Tenderness is taking into account another’s limitations and weaknesses, speaking and acting in such a way as to protect her from dangers and harm. Synonyms for tenderness include sympathy, kindness, gentleness, compassion, warm-heartedness, and fatherliness.

In this spirit, the Christian husband is commanded to love his wife with tenderness:

You husbands in the same way, live with your wives in an understanding way, as with someone weaker, since she is a woman; and show her honor as a fellow heir of the grace of life, so that your prayers will not be hindered. (1 Peter 3:7)

Concerning our children, fathers are commanded, “Fathers, do not provoke your children to anger” (Ephesians 6:4) and “do not exasperate your children, so that they will not lose heart” (Colossians 3:21). You see the theme?

Fathers are to love their wives and children with tenderness. We are to take into account the weakness of our wives since they are the “weaker vessel” and tend toward “fear” (1 Peter 3:6–7). We are to take into account the weakness of our children since they tend toward anger and losing heart in their relationships with their fathers.

A tender husband does not make fun of his wife’s weaknesses or fears. He doesn’t dwell on failures that are the result of her weakness, as if each of those failures is the result of a lack of submission or respect for her husband. He doesn’t ask her to lift the other side of the refrigerator with him or crawl under the lawn mower with him. He doesn’t ask her to be the one to call and hassle with the cable company over the increase in the bill. He doesn’t ask her to picket the abortuary so he doesn’t have to leave work. He doesn’t ask her to write the letter to the pastor asking him to shore up the Biblical integrity of the sermon. He doesn’t spend all the family’s money and demand she work to keep them solvent. He doesn’t leave her alone among pagans at the dinner table of the family reunion while he goes to the bedroom and reads a book. He doesn’t tell her if she doesn’t like their twenty-year-old son playing video games all day, she can tell him that herself. He doesn’t demand sexual intimacy during that time of the month or late in pregnancy.

A tender father does not make fun of his child’s ignorance. He doesn’t berate his son for not knowing which way to turn the screwdriver. He doesn’t demand that his son not cry when he gets hurt badly. He knows the difference between his son disobeying because he’s immature and weak and lacks understanding, and his son disobeying because he’s rebellious. He helps his son with his homework. He prays for his son when he finds this or that class to be difficult to pass. He plays tennis with his son even though he spends three-quarters of the time chasing the ball outside the fence around the tennis courts. He doesn’t hassle his daughter about being too heavy or too skinny. He doesn’t demonstrate fear or alarm when his daughter has no suitors. He doesn’t tell his daughter she’s only good for marriage and child rearing, and so he’s not going to spend money on her education. He doesn’t allow his daughter to wear anything she likes, nor does he leave the issue with his wife, depending upon her to know and enforce the boundaries of feminine modesty.
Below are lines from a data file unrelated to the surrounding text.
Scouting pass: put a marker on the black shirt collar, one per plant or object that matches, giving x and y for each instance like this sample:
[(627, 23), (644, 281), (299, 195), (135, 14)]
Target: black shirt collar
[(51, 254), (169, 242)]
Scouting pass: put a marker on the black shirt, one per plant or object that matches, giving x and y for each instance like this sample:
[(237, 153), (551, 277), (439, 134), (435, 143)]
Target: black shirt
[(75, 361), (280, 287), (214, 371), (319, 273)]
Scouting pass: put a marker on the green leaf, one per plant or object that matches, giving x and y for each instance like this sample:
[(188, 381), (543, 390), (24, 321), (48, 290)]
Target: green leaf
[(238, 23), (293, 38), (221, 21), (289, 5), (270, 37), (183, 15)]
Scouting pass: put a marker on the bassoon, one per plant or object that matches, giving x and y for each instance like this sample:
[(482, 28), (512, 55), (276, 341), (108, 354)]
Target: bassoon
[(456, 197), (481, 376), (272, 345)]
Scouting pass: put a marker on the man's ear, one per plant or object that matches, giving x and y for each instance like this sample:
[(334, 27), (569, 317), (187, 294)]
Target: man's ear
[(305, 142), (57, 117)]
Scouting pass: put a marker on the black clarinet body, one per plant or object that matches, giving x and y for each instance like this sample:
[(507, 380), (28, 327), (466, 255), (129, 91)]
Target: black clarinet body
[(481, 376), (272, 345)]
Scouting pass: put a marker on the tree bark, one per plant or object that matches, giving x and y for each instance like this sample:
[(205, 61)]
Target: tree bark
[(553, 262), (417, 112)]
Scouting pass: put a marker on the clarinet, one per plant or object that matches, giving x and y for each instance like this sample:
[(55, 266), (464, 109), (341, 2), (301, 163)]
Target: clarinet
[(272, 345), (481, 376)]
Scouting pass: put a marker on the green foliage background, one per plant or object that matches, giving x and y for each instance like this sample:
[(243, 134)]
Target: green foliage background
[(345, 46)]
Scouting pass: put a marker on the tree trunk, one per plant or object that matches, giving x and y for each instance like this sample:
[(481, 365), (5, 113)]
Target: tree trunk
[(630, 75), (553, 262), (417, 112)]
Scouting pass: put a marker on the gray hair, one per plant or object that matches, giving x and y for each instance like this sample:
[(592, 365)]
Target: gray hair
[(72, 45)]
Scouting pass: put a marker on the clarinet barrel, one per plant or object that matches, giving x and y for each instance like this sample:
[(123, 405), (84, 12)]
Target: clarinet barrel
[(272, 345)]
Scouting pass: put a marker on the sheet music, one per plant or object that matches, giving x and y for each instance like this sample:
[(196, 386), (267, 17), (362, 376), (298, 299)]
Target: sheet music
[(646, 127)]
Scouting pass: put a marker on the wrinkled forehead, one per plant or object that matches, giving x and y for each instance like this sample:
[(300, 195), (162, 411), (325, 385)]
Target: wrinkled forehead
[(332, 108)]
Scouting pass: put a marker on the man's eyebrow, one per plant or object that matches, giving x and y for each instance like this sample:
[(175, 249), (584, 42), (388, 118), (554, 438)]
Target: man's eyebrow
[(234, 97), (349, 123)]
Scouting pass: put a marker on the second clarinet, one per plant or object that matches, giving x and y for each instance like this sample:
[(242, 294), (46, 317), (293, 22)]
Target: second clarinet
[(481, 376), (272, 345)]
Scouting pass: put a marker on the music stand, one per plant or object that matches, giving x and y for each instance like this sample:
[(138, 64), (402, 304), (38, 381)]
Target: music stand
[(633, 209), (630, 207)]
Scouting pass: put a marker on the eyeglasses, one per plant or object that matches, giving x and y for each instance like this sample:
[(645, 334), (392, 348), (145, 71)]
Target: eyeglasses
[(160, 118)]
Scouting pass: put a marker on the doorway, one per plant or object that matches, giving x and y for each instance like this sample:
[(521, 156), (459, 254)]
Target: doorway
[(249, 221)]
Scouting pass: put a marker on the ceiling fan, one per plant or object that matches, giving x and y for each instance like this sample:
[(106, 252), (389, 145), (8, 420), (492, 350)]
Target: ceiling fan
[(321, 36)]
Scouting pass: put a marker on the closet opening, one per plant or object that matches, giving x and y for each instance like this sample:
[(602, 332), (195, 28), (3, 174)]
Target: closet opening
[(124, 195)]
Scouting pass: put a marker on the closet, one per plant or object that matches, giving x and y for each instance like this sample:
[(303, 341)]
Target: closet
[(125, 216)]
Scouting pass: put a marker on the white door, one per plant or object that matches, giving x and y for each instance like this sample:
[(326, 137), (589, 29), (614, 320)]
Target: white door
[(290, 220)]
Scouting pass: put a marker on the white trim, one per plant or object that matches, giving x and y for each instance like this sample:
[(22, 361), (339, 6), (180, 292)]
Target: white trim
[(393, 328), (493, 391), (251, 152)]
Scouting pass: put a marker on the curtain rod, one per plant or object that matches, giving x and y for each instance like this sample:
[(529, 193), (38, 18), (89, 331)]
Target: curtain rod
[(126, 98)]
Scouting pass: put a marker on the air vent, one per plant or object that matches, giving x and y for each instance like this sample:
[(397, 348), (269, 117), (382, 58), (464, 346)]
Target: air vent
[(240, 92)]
A tender father lives with his wife and sons and daughters in an understanding way. He tells his wife that if he had ten thousand lives to live, he’d spend every one of them with her. And he means it.

His greatest compliment to his son is not that he’s “a chip off the old block,” but rather that he’s faithful, courageous, and a hard worker. His greatest compliment to his daughter is not that she’s tougher and brighter than any boy, but rather that she’s beautiful in appearance and heart, she’s cultivated a gentle and quiet spirit that God will not despise; that she has wisdom beyond her years; and that she will make the perfect wife and mother.

And even though he has five daughters and says this to each of them, he is always telling the truth.